Background: A novel focal lattice-tip catheter allowing the delivery of either pulsed field (PF) or radiofrequency (RF) energy has recently received regulatory approval. The technology features a proprietary 3-dimensional electroanatomic mapping system.

Objective: We describe the first real-world and multicenter experience.

Methods: Consecutive AF patients undergoing first-time or redo atrial tachyarrhythmia ablation with the Affera system were prospectively enrolled at 3 different centers. PF was the only energy source allowed when ablating the posterior left atrium; anterior applications were performed with either RF (PF/RF strategy) or PF (PF/PF strategy) on the basis of the operator's preference. The primary efficacy end point included acute electrical isolation of pulmonary veins and posterior wall or bidirectional block in case of linear lesions.

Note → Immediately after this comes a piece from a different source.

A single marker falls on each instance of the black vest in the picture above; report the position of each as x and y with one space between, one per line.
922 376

Results: The study included 130 patients (mean age, 67 ± 10 years; 63.8% [n = 83] male; 61.5% [n = 80] nonparoxysmal AF; 55.4% first-time AF ablation). First-time pulmonary vein isolation was performed in 72 patients: RF/PF in 13 (18.1%) patients and PF/PF in the remaining 59 (81.9%); first-pass isolation for pulmonary vein and posterior wall was achieved in 100% of cases. A total of 289 ablation lines were performed (roof line, 91 patients; inferior line, 83 patients; anterior mitral line, 32 patients; posterior mitral line, 45 patients; cavotricuspid isthmus line, 38 patients). First-pass isolation and primary efficacy end point were 96.2% (roof line, 100%; inferior line, 100%; anterior mitral line, 96.9%; posterior mitral line, 84.4%; cavotricuspid isthmus, 92.1%) and 100%, respectively. We had 2 (1.5%) major complications: 1 ST-segment elevation at the inferolateral leads requiring intracoronary administration of nitrate and 1 complete atrioventricular block.

Conclusion: Catheter ablation with a novel 9-mm lattice-tip catheter confirmed high efficacy and safety in a real-world scenario.

Keywords: Atrial fibrillation; Catheter ablation; Cavotricuspid isthmus; Lattice tip; Mitral isthmus; Pulmonary vein isolation; Pulsed field ablation; Roof line; Temperature controlled.